Strong gravitational lensing of distant quasars produces multiple images with measurable time delays usable to infer H₀. Lensing-based H₀ (H0LiCOW, TDCOSMO) shows systematic tensions with both CMB-derived and local-ladder values. Derived H₀ depends sensitively on lens mass distribution, line-of-sight structure, and cosmological model assumptions (Suyu 2017; Wong 2020). ΛCDM struggles with mass-modeling degeneracies + dark-matter-distribution uncertainties.
The standard model has lens models with cuspy NFW dark-matter halos producing specific time-delay distances. Recovering the high H₀ values from time-delay lensing requires either revised lens-mass models (mass-sheet degeneracy issues) or accepting the H₀ tension as real. The model has no clean source for the systematic offset.
SCT replaces the hot-dense-center with a superluminal collision and the thermalized debris field. From this single change, strong-lensing time delays incorporate gravitational superposition through the Φ_mesh contribution that ΛCDM omits. The effective gravitational potential Φ_eff = Φ_local + Φ_mesh (P50, P51) adds A ≈ 5 to 6 enhancement to the lensing mass (P52, A* = 5.970 from 1/f_b in Paper 13), modifying the inferred D_Δt and H₀.
Per Paper 13, the Coma filament M_lens/M_bar = 5.97 ± 1.5 (P14 confirmed) and the cluster sample HIFLUGCS+CLASH gives A_corr = 6.006 (0.6% deviation from A* = 5.970, < 0.1σ). ΛCDM lens models that omit Φ_mesh systematically overestimate the H₀ from time-delay lensing because they attribute the full A* enhancement to the local matter alone. Full SCT modeling with the mesh contribution yields H₀ = 70.4 km/s/Mpc (Paper 16, CAR consensus), intermediate between Planck (67.4) and the high time-delay-lensing values (~73).

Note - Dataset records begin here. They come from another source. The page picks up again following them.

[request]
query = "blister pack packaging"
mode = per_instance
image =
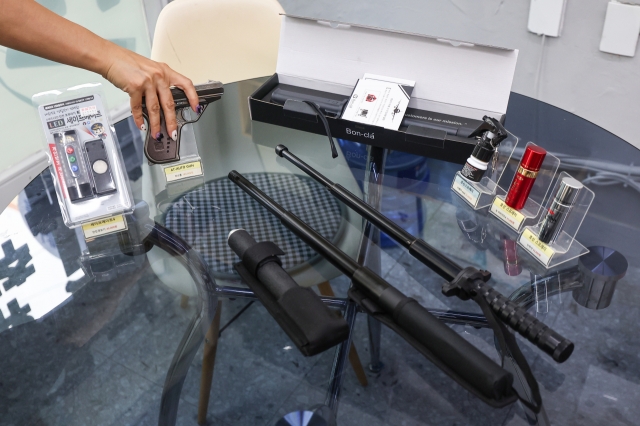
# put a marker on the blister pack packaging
(85, 159)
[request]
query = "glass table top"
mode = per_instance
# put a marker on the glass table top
(90, 330)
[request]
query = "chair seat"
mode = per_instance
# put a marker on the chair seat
(205, 216)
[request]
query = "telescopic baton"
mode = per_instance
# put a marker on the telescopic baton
(464, 283)
(462, 360)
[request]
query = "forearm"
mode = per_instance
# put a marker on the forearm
(29, 27)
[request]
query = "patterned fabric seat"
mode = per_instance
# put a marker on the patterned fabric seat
(205, 216)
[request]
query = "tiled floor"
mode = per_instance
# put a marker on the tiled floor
(55, 375)
(101, 359)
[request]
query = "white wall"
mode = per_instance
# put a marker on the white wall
(568, 72)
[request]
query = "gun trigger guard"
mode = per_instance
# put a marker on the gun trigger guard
(462, 285)
(185, 121)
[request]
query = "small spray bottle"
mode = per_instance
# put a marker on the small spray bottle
(489, 134)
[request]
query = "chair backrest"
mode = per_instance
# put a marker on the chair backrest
(224, 40)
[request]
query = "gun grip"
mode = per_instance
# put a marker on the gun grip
(164, 149)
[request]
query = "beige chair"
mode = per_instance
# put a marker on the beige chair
(229, 41)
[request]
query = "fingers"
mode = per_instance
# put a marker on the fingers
(168, 107)
(153, 110)
(136, 110)
(187, 87)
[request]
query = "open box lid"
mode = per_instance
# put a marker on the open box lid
(452, 77)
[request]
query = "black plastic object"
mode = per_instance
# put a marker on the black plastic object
(444, 347)
(470, 284)
(310, 325)
(309, 111)
(601, 269)
(164, 149)
(515, 316)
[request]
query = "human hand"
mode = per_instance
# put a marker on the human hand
(139, 76)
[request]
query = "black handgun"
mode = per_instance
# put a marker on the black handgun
(164, 149)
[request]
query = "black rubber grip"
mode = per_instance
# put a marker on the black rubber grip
(534, 330)
(453, 350)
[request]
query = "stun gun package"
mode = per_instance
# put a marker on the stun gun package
(85, 159)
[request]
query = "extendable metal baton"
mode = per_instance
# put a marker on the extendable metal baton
(461, 359)
(462, 282)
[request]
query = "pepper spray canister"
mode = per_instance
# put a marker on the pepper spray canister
(563, 200)
(489, 134)
(525, 177)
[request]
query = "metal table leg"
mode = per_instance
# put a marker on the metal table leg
(368, 254)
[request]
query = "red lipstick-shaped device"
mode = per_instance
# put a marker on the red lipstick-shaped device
(525, 176)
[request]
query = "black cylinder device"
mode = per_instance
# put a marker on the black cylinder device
(509, 312)
(477, 371)
(270, 274)
(299, 311)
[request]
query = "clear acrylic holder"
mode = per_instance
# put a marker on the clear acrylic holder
(528, 215)
(564, 247)
(480, 194)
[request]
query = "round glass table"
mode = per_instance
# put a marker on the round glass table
(153, 325)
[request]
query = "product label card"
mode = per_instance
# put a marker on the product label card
(463, 188)
(109, 225)
(535, 247)
(379, 101)
(183, 171)
(510, 216)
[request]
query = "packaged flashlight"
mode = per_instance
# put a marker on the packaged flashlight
(86, 164)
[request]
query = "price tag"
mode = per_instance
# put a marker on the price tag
(463, 188)
(510, 216)
(106, 226)
(535, 247)
(183, 171)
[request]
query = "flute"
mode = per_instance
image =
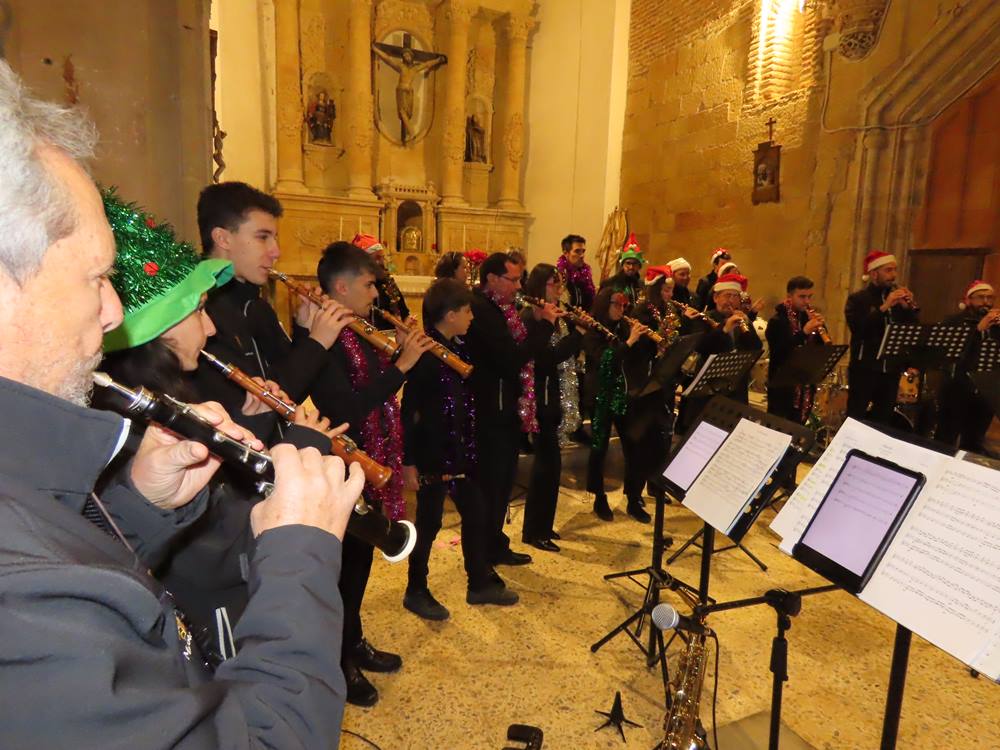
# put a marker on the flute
(440, 351)
(395, 539)
(821, 331)
(341, 446)
(358, 324)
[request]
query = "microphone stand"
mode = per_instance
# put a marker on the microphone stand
(786, 605)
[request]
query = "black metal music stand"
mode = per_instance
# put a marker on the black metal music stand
(725, 414)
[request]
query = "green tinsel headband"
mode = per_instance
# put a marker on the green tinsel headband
(158, 279)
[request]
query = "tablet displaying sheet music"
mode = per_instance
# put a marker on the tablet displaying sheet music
(693, 456)
(857, 519)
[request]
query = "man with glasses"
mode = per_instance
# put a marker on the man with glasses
(500, 348)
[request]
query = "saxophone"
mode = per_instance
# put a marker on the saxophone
(683, 727)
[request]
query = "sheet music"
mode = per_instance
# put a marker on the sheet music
(696, 452)
(736, 473)
(941, 576)
(791, 522)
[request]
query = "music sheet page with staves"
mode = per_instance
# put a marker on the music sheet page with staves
(735, 474)
(791, 522)
(941, 576)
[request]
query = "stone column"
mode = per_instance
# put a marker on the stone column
(518, 28)
(459, 14)
(358, 104)
(289, 96)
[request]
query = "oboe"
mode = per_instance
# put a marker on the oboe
(342, 446)
(440, 351)
(395, 539)
(358, 324)
(821, 331)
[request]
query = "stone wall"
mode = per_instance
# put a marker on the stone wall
(704, 79)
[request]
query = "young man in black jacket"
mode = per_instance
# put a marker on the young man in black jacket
(791, 326)
(872, 382)
(439, 439)
(85, 631)
(240, 224)
(500, 348)
(964, 415)
(358, 385)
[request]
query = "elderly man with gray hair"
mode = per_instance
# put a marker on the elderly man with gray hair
(94, 653)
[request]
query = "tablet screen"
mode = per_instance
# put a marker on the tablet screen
(694, 455)
(857, 513)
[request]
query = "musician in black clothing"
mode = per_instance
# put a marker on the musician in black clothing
(792, 326)
(965, 415)
(703, 297)
(358, 385)
(240, 224)
(873, 383)
(440, 456)
(500, 348)
(545, 283)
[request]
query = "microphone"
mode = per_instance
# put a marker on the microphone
(666, 617)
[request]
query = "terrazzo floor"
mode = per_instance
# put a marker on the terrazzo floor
(464, 681)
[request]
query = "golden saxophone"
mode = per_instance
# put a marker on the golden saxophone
(683, 728)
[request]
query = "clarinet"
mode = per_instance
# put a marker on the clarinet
(440, 351)
(395, 539)
(341, 446)
(359, 325)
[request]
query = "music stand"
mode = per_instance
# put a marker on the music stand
(808, 365)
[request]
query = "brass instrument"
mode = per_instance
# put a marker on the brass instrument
(821, 331)
(359, 325)
(683, 729)
(438, 350)
(341, 446)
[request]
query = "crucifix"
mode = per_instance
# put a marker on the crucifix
(409, 63)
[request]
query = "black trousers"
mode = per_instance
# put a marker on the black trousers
(543, 491)
(964, 416)
(869, 387)
(471, 507)
(497, 446)
(355, 567)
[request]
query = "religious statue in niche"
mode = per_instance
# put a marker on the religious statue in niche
(475, 140)
(766, 169)
(410, 65)
(320, 116)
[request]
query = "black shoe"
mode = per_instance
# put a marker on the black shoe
(602, 509)
(360, 692)
(492, 594)
(545, 544)
(370, 659)
(422, 603)
(638, 512)
(510, 557)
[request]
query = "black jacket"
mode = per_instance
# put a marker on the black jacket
(433, 441)
(249, 335)
(867, 324)
(547, 363)
(497, 361)
(86, 633)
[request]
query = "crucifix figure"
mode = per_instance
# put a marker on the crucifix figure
(409, 63)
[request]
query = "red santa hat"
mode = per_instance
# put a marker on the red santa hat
(655, 273)
(367, 243)
(976, 286)
(731, 282)
(727, 267)
(718, 253)
(876, 259)
(678, 264)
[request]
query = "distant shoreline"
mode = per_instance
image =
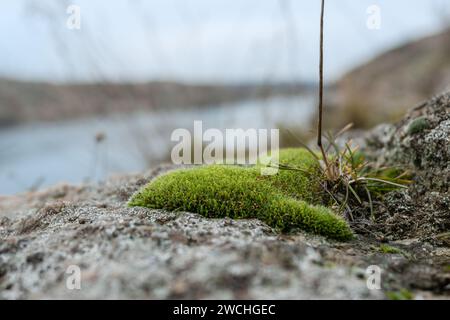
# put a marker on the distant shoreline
(27, 102)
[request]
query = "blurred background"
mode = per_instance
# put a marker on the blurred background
(82, 104)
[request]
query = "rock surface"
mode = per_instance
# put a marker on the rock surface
(131, 253)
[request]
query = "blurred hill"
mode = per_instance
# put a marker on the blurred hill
(385, 87)
(27, 101)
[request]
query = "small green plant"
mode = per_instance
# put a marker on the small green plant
(285, 201)
(387, 249)
(402, 294)
(345, 176)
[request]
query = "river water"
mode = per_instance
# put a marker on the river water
(42, 154)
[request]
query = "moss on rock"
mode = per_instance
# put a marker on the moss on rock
(286, 201)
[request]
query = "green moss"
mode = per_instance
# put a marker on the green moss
(418, 125)
(402, 294)
(286, 201)
(387, 249)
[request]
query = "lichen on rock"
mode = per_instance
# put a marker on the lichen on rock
(424, 209)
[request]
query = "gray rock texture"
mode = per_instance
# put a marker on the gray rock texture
(132, 253)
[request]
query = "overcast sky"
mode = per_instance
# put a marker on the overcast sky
(201, 40)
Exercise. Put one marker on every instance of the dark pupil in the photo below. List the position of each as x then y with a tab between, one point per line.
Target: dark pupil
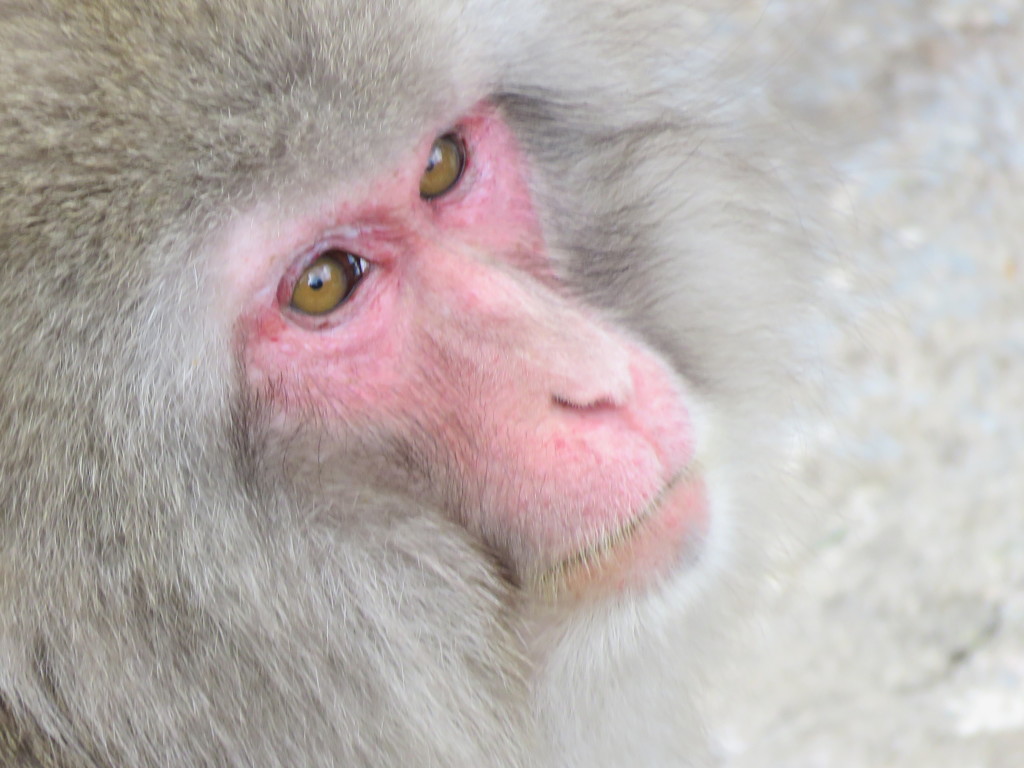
434	159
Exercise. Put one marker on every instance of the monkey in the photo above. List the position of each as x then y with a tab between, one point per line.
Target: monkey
382	383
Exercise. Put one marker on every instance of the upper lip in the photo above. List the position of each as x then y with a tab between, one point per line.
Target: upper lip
592	554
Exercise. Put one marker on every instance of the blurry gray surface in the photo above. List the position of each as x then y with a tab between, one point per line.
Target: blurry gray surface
896	636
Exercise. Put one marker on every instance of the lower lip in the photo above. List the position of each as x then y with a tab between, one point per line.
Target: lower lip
658	545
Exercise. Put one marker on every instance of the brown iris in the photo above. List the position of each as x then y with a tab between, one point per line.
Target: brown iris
444	166
327	283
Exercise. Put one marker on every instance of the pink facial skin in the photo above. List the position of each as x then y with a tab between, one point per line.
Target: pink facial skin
564	431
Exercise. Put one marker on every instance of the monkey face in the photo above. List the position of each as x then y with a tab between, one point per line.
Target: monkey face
439	320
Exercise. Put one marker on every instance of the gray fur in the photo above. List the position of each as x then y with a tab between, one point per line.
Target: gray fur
172	593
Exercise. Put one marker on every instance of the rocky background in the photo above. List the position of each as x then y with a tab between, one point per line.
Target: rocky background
894	635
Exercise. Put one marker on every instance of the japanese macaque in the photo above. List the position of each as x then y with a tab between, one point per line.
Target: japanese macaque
381	383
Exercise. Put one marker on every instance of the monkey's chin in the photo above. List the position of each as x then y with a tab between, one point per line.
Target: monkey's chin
643	553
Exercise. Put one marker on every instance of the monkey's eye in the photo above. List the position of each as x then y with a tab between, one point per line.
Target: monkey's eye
444	166
327	282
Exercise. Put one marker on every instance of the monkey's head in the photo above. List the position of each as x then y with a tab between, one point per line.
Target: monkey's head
303	300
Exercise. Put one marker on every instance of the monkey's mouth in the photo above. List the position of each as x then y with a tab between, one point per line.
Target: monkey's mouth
644	549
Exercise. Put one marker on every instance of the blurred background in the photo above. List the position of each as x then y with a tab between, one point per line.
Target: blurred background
894	635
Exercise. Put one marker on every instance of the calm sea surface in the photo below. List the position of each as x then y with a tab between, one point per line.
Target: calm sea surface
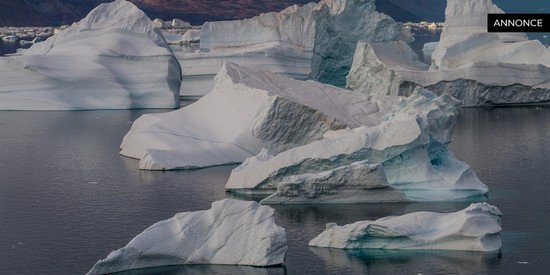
67	198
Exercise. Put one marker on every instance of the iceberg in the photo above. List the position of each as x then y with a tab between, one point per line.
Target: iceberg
476	228
474	66
314	41
191	36
247	110
402	157
180	24
340	25
232	232
280	42
112	59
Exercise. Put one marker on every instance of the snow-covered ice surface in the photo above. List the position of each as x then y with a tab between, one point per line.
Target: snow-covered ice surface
404	157
232	232
340	24
314	41
112	59
247	110
474	66
476	228
280	42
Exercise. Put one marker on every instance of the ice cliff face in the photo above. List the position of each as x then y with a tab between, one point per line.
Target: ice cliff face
466	18
280	42
294	27
402	158
246	111
314	41
475	228
340	24
232	232
477	68
112	59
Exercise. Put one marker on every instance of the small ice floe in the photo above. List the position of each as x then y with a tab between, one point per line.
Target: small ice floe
476	228
232	232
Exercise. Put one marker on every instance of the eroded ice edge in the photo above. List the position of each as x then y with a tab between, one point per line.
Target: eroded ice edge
474	66
476	228
232	232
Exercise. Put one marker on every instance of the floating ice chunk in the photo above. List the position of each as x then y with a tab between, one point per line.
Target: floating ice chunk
464	18
339	26
474	66
314	40
427	51
177	23
281	42
246	111
394	69
112	59
192	36
403	158
475	228
232	232
293	27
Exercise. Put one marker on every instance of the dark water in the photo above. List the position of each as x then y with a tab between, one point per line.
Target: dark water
67	199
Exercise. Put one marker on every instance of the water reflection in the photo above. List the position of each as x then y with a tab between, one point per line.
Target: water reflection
413	261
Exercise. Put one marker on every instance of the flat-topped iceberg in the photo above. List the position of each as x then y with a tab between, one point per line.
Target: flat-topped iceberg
339	26
247	110
402	158
232	232
112	59
314	40
280	42
474	66
476	228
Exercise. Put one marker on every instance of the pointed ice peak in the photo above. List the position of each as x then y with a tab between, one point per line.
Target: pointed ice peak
120	14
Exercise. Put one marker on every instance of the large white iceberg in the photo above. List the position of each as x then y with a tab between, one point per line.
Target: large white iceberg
248	110
339	26
280	42
232	232
474	66
112	59
476	228
404	157
314	40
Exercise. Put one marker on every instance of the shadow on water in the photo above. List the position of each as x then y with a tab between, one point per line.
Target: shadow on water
413	261
64	190
207	269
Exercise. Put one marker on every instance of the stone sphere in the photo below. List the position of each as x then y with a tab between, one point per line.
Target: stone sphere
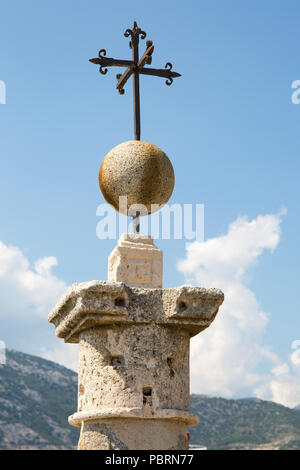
140	171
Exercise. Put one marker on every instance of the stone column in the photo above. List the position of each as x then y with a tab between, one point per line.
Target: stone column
133	390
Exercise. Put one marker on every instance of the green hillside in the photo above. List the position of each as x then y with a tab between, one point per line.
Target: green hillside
37	396
247	423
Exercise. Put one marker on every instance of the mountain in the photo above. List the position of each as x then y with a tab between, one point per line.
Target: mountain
37	396
244	424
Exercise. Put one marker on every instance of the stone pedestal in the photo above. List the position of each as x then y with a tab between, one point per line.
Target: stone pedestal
136	261
133	390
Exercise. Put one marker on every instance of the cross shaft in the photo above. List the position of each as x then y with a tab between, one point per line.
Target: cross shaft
135	67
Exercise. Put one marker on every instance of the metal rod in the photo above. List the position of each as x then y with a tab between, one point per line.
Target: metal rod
136	222
135	67
136	85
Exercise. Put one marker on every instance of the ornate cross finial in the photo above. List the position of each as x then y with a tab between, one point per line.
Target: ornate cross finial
135	67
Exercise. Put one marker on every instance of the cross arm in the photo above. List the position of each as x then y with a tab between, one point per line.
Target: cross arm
165	73
109	61
122	79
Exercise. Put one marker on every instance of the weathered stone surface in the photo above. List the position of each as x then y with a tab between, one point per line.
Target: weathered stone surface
140	171
100	303
133	390
136	261
117	434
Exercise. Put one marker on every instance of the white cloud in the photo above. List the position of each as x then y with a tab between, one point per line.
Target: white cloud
27	296
225	357
64	354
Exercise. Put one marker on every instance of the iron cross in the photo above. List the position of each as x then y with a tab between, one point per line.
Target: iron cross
135	67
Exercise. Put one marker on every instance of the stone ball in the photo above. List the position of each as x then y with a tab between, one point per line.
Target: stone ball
140	171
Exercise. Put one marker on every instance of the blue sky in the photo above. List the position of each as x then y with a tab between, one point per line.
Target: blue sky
228	125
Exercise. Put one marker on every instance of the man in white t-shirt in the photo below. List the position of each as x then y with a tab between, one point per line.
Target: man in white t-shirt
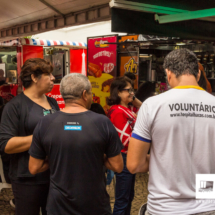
179	127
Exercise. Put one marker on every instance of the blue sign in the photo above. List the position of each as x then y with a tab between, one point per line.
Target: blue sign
72	127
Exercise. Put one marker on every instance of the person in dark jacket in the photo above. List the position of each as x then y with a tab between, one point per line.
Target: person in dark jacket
19	119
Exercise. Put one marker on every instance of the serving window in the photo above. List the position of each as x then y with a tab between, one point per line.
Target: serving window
8	65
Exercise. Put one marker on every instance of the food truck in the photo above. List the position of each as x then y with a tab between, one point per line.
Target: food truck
143	55
66	57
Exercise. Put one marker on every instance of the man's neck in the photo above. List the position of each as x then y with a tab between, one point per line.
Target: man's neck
187	80
74	107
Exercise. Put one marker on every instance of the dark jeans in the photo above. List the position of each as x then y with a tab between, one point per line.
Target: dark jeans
30	198
124	191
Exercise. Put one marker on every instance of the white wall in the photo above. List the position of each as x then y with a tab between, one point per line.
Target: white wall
79	33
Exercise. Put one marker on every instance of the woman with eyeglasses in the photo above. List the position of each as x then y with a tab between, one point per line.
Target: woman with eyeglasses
120	114
19	119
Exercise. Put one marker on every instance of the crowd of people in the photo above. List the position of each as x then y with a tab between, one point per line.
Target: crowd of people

Pre-existing matter (P25) gives lens-galaxy population diversity. Angular-momentum inheritance (P31, P32) gives lens orientations correlated with cascade-stream J. The same M6 framework that produces the A_lens = 1.18 CMB lensing excess (recid 16, 30), the cluster GGSL excess (recid 194), and the broader no-DM-particle phenomenology accounts for strong-lensing time-delay H₀ as a coherent-mesh signature.
If next-generation TDCOSMO + LSST strong-lensing analyses with full Φ_mesh modeling deliver H₀ matching SH0ES at the 0.5% level (no Φ_mesh-driven downward shift toward 70.4), the M6 coherent-mesh-lensing explanation is refuted. The signature SCT prediction is the H₀ offset matching the A* = 5.970 mesh-enhancement framework.